Ebenso beeindruckend ist die Liste jener Namen mit denen Sie bereits zusammengearbeitet haben: Würden Sie mittlerweile von einer eigenen ästhetischen und inhaltlichen Handschrift reden? Jetzt wäre hier Platz für ihre „Opern-Philosophie“.
Ich habe sehr viel von Frank Castorf, von Kathi Thalbach und von Michael Hampe gelernt. Das sind ganz unterschiedliche Künstlerpersönlichkeiten. Alle drei stehen für einen eigenen Zugriffe auf Stoffe und Stücke. Aber man muss immer seinen eigenen Weg finden, wie man an einen Stoff herangeht, wie man ihn sich zu eigen zu macht. Ansonsten arrangiert man nur. Oder man versucht etwas zu imitieren. Das ist von Anfang an zum Scheitern verurteilt, weil man keine Antworten auf die Fragen findet, die einem die Stücke stellen. Was ich aber mitgenommen und gelernt habe, ist eine Demut gegenüber den Stücken – aber auch den Mut mir die Stoffe anzueignen und mit einer Freiheit damit umzugehen, die undogmatisch ist. Wir wollen ja das Feuer am Brennen halten und nicht die Asche anbeten, um ein Zitate- Evergreen zu verwenden …
Eine Frage, die ich jedem Gast gern stelle: Was sehen Sie, wenn Sie durch Halle schlendern? Was erfahren Sie, wenn Sie an der Oper Halle arbeiten?

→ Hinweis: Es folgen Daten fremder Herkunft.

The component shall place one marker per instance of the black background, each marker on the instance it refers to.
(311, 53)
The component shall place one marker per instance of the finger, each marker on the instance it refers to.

Ich schlendere sehr gerne durch Halle. Ich kannte die Stadt aus den späten Neunzigern nur flüchtig und hatte nie einen Grund herzukommen. In den Wochen, in denen ich nun hier bin, habe ich die Stadt schätzen gelernt. Ich fühle mich sehr wohl hier. Die Theater sind ja in unmittelbarer Nähe zur Uni und es ist sehr schön, dass hier eine Vermischung und ein Miteinander zwischen studentischem Leben und Theaterleuten stattfindet. An der Oper treffe ich täglich Menschen, die ihre Arbeit sehr ernst nehmen und trotzdem mit Freude und Engagement dabei sind. Obwohl viele den Job schon lange machen. Das ist eine sehr schöne Erfahrung, man fühlt sich gut mitgenommen und integriert in ein gewachsenes Ensemble.
Sind schon weitere Arbeiten in Halle geplant?
Ja, aber mehr kann ich noch nicht verraten.